これは人によって答えが違うと思いますが、私は5〜6年程度やれば十分だと考えます。少なくとも平成12年から新制度になっているのでそれ以前の問題には取り組まなくてよいでしょう。(特に新制度に入る直前の数学2(統計)の問題は激烈に難しいです)

過去問への取り組み方の一例については、

http://d.hatena.ne.jp/actuary_math/20090827 (前掲)

をご参照ください。

なお、過去の問題に取り組む際には試験範囲の変更

http://d.hatena.ne.jp/actuary_math/20100502

等に要注意です。

また、

(a)会計については、最近毎年のように会計制度の改正がある

(b)年金数理については現実の制度改正に教科書がついていっていない

http://d.hatena.ne.jp/actuary_math/20080819

点等にも要注意です。


(3)

ここですが、申し訳ないですが確たる答えを持ち合わせていません。*4

高校生向けのサイトで恐縮ですが、何らかのご参考になれば幸いです。

http://manabi.benesse.ne.jp/kuchikomi/question/first/study/mathematics/9343/

以上

*1:なお、メールでご質問される方は、http://d.hatena.ne.jp/actuary_math/20090510 とそのリンクにお目通しください。

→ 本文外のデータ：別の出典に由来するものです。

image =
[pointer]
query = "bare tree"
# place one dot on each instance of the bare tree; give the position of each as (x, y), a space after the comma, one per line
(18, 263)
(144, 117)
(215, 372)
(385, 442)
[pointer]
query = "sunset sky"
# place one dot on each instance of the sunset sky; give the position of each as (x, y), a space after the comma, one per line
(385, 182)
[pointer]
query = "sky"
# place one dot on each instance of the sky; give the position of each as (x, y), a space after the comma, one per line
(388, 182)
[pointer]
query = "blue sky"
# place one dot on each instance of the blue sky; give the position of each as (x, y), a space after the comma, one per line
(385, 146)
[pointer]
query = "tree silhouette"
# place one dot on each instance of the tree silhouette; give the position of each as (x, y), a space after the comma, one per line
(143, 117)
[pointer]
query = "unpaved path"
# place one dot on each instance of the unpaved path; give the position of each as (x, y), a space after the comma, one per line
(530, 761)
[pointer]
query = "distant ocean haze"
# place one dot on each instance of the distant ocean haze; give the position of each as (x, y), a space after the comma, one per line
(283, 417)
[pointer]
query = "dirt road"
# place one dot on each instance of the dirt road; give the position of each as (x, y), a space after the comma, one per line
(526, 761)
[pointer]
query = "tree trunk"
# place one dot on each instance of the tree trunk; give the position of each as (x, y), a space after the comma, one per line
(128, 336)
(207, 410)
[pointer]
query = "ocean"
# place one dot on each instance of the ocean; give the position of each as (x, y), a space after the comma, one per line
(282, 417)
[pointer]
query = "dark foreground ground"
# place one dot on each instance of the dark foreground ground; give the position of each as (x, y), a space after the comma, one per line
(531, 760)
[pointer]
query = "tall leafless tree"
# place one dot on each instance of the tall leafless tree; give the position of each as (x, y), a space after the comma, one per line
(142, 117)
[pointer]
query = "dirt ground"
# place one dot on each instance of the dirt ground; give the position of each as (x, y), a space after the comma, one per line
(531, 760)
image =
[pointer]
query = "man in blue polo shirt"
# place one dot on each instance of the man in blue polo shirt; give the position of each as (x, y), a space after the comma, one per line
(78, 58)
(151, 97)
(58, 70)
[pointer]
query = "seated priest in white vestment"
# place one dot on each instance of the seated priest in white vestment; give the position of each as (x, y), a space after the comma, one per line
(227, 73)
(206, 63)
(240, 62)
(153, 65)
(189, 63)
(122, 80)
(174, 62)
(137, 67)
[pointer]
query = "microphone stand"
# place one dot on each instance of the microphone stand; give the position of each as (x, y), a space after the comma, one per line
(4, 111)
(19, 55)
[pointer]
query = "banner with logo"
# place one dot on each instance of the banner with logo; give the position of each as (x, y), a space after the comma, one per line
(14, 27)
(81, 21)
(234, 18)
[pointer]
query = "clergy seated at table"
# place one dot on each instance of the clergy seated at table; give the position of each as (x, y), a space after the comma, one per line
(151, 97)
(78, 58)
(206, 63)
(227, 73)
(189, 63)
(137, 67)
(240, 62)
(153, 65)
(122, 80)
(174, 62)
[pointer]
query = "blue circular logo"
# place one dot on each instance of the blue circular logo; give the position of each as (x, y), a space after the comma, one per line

*2:原文では丸数字の1ですが、機種依存文字のため変更

*3:正確には私が見たのは旧版の方だけですが、新版は旧版とほとんど変更ない模様です。

*4:私自身は数学の文章題を読むのに困ったという経験がありません

SCENES OF TOWNSCENES OF TOWN 2010/06/13 12:18 トリビアですが、
(d)東京工業大学「年金数理」講義資料
を書いて(講義して)いらっしゃるのは、ア会のテキスト「年金数理」の
執筆者の方の一人ですね。

actuary_mathactuary_math 2010/06/13 14:15 SCENES OF TOWN さん
情報ありがとうございました。

actuariesactuaries 2010/10/07 19:17 ちなみに、講義してらっしゃる方は東工大数学科卒でもともと生保で年金アクチュアリーをやっていたそうですよ。

actuary_mathactuary_math 2010/10/08 21:34 actuaries さん情報ありがとうございました。これからもよろしくお願いします。